The new, automated, miniature device gives results in real time, which can speed up clinical decision-making.

“Our device arranges islets into separate lines, delivers a pulse of glucose to each one simultaneously, and detects how much insulin is produced,” said Aaron Glieberman, co-first author on the paper and a Ph.D. candidate in the Parker lab. “It couples glucose stimulation and insulin detection in the same flow path, so it can give a clinician actionable information, quickly. The design also uses materials that are amenable to larger-scale manufacturing, which means more people will be able to use it.”

“The islet-on-a-chip lets us monitor how donated or manufactured islet cells are releasing insulin, as cells in the body can,” said Parker, the Tarr Family Professor of Bioengineering and Applied Physics at Harvard John A. Paulson School of Engineering and Applied Sciences, core member of the Wyss Institute for Biologically Inspired Engineering, and principal faculty member of HSCI.

“That means we can make serious headway toward cell therapies for diabetes. The device makes it easier to screen drugs that stimulate insulin secretion, test stem-cell-derived beta cells, and study the fundamental biology of islets. There is no other quality-control technology out there that can do it as fast, and as accurately.”

Harvard’s Office of Technology Development has filed patent applications relating to this technology and is actively exploring commercialization opportunities.

“It was exciting to see our lab’s method for measuring islet function taken forward from individual islets to much bigger groups of islets, and incorporated into a device that can be used widely in the community,” said co-author Michael Roper of Florida State University, whose lab focuses on the fundamental biology of islets. “Now, we have a device that integrates glucose delivery, islet positioning and capture, reagent mixing, and insulin detection, and requires far fewer reagents. So labs can use it to do more experiments at the same cost, using a much shorter and easier process.”

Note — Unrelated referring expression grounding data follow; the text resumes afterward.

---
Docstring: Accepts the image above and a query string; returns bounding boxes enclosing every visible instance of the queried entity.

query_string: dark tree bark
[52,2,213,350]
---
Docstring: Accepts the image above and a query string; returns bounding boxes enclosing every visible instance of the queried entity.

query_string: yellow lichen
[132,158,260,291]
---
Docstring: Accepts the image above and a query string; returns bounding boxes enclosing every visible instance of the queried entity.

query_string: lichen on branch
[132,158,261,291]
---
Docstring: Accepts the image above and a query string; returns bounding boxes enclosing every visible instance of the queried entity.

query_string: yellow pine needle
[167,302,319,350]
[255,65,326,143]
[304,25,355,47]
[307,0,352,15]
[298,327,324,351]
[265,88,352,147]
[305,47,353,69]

“My main interest is in diabetes itself — all the adults in my family have Type 2 diabetes, and that is the reason I’ve pursued science as a career,” said Benjamin Pope, co-first author of the study and a postdoctoral fellow in the Parker lab. “I am really excited about seeing this technology used in diabetes research and transplantation screening, because it enables cellular therapies for diabetes.

“It’s also a beautiful integration of many different technologies,” Pope added. “The physics behind the automatic islet trapping, the microfluidics, the real-time sensor and the biochemistry that underlies it, the electronics and data acquisition components — even the software. The overall device and operation system — integrating so many things from different fields, I learned a ton in the process.”

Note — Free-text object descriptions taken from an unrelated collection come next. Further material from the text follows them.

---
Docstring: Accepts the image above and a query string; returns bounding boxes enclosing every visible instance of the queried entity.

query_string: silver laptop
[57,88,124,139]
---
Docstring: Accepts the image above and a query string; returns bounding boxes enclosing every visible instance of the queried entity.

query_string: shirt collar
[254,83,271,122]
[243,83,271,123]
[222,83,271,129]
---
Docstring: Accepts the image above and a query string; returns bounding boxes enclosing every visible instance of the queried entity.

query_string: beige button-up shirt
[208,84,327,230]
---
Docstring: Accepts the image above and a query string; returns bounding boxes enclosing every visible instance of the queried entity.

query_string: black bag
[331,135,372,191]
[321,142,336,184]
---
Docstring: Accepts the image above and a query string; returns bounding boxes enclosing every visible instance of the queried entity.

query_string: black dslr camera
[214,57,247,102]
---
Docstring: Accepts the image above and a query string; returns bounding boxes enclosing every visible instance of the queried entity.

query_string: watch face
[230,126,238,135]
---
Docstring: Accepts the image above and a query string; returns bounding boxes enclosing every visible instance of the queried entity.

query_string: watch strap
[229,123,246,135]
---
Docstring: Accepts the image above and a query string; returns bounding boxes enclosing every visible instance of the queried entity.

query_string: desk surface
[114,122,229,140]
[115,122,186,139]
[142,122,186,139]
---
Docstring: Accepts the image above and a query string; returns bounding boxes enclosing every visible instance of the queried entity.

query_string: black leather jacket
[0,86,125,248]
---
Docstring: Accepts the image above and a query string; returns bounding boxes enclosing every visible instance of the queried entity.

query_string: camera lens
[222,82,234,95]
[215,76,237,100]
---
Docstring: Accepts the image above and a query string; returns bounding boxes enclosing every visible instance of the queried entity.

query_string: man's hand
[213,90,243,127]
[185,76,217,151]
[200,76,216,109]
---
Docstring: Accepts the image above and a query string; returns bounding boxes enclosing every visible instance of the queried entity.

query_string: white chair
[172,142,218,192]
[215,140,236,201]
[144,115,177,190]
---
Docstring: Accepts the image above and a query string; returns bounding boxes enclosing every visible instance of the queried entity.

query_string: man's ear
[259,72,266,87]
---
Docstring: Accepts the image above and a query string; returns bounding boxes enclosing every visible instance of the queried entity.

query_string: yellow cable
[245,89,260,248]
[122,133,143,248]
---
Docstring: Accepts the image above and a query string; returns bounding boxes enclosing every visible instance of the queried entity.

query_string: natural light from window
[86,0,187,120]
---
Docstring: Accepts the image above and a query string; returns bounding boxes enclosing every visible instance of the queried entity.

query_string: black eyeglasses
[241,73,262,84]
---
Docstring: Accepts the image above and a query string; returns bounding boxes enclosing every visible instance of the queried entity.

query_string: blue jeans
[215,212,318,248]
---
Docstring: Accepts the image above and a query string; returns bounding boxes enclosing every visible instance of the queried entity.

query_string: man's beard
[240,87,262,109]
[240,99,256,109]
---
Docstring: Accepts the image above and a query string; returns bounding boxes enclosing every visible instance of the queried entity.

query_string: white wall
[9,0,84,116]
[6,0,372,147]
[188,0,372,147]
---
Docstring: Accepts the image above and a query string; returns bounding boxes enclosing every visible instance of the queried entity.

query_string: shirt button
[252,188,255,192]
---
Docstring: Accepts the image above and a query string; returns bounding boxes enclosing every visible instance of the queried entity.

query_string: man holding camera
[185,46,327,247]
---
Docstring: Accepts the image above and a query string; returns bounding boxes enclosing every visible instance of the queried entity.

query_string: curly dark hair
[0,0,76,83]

Aside from its application to diabetes, the device has promise for use with other tissues and organs. “We can modify the core technology to sense function in a range of microphysiological systems,” said Glieberman. “With the ability to detect cell secretions continuously, we want to make it easier to explore how cells use protein signals to communicate. This technology may eventually develop new insights into dynamic metrics of health for both diagnostics and treatment.”

This study was supported by the National Institute of Diabetes and Digestive and Kidney Diseases (awards UC4 DK104165, UC4 DK116283, RO1 DK080714), Harvard’s Materials Research Science and Engineering Centers (grant no. DMR-690 1420570) and the Harvard Center for Nanoscale Systems (National Science Foundation award 1541959), and the Life Sciences Research Foundation.